Robert Knight, illustre neurologo e professore di psicologia presso l’Helen Wills Neuroscience Institute dell’UC Berkeley, ha espresso entusiasmo riguardo a questo incredibile risultato:
“È un risultato meraviglioso”, ha dichiarato. “Per me uno degli aspetti più importanti della musica è la prosodia e il contenuto emotivo.”
Knight ha sottolineato l’importanza di questo risultato nel contesto delle interfacce cervello-macchina:
“Con il progredire dell’intero campo delle interfacce cervello-macchina, si offre un modo per aggiungere musicalità ai futuri impianti cerebrali per le persone che ne hanno bisogno, qualcuno che ha la SLA o qualche altra malattia neurologica invalidante o disturbo dello sviluppo che compromette la capacità di parlare.”
Il neurologo ha spiegato che questo studio offre la possibilità di decodificare non solo il contenuto linguistico, ma anche il contenuto prosodico del discorso, che comprende parte dell’affetto emotivo.
“Credo che sia questo l’aspetto su cui abbiamo iniziato a decifrare il codice”, ha concluso Knight.

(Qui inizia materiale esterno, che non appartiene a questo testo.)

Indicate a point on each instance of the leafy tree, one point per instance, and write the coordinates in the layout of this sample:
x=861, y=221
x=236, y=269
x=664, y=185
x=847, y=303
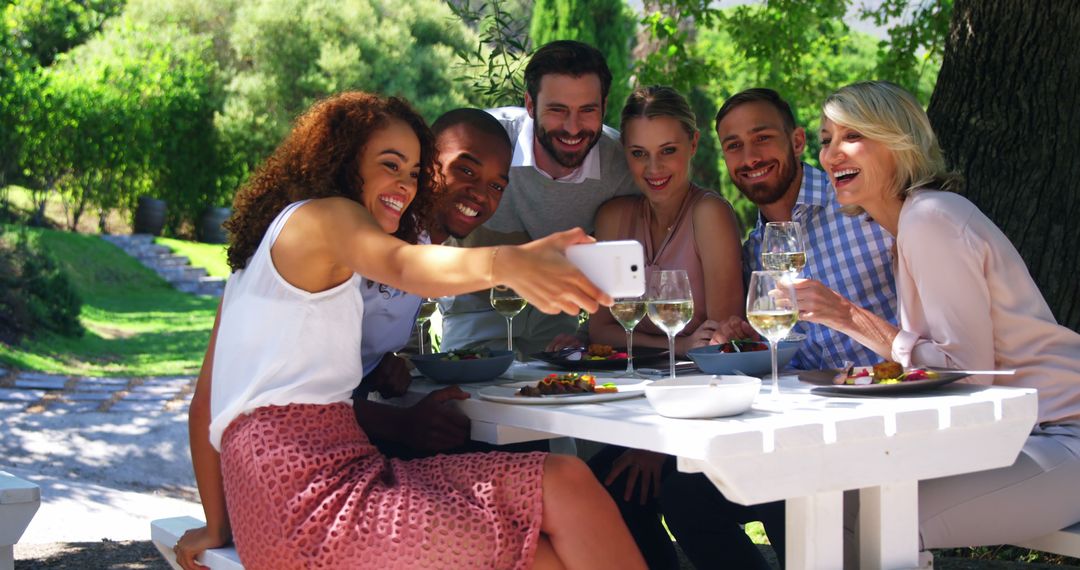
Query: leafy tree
x=19, y=84
x=293, y=52
x=1006, y=111
x=493, y=68
x=45, y=28
x=130, y=111
x=604, y=24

L’avanzamento tecnologico attuale, seppur ancora in fase sperimentale, che permette di estrarre brani musicali partendo dai segnali cerebrali di un individuo, suscita gravi preoccupazioni. Il timore principale riguarda l’eventualità che questa tecnologia possa essere utilizzata per invadere la sfera privata dei pensieri delle persone.

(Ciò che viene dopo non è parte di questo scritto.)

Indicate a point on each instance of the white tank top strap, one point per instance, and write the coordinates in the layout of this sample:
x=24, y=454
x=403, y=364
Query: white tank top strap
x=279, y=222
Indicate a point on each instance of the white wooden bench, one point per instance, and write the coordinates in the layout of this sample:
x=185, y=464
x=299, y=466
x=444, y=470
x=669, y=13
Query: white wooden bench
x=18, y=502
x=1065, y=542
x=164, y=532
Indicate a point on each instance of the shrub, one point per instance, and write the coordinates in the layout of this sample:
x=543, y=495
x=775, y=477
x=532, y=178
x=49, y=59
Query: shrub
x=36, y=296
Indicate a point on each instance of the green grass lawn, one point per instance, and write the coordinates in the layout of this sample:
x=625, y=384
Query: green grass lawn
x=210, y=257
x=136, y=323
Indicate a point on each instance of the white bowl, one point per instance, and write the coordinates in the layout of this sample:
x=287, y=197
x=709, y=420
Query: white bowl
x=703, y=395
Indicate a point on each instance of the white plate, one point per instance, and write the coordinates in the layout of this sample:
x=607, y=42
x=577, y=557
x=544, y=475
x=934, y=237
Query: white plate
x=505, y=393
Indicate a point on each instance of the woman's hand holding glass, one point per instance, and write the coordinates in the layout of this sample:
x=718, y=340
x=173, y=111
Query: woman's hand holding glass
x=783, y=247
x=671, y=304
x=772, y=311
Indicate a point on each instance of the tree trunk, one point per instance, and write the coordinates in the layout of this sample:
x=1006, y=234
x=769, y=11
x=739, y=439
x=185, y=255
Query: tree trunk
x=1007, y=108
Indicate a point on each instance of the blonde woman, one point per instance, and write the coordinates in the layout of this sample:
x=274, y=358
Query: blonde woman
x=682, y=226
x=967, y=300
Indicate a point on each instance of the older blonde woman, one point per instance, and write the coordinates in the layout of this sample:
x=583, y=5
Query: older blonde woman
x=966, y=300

Se gli scienziati possono ricreare una canzone basandosi sulle onde cerebrali di qualcuno, ciò implica la possibilità teorica di identificare e interpretare anche altri aspetti della mente umana. Questo apre la porta a scenari da incubo. Si può immaginare un futuro in cui i pensieri più intimi di una persona possano essere letti, interpretati e magari persino venduti a terzi.
Inoltre, è noto che quando viene sviluppata una nuova tecnologia, questa tende a progredire rapidamente e in modo significativo. La prospettiva futura di catturare e visualizzare i pensieri delle persone in modo simile a come guardiamo un immagine televisiva, solleva ancora di più una serie enorme di preoccupazioni riguardo alla manipolazione e al controllo mentale.
Anche se gli scienziati possono giustificare il loro lavoro con l’intento di aiutare persone con disabilità comunicative, l’uso potenziale di questa tecnologia potrebbe andare ben oltre questo scopo, violando la sicurezza delle informazioni sensibili del cervello umano. È essenziale che ci impegniamo a sviluppare e adottare normative e controlli rigorosi per evitare che si verifichi un scenario simile a quello descritto nel romanzo di Orwell, dove la tecnologia viene utilizzata per il controllo totale e l’oppressione delle persone. La responsabilità nell’utilizzo di tali tecnologie deve essere al centro delle nostre azioni e deve essere fatta ora, per garantire che il progresso tecnologico avvenga nel rispetto dei diritti umani e della dignità individuale.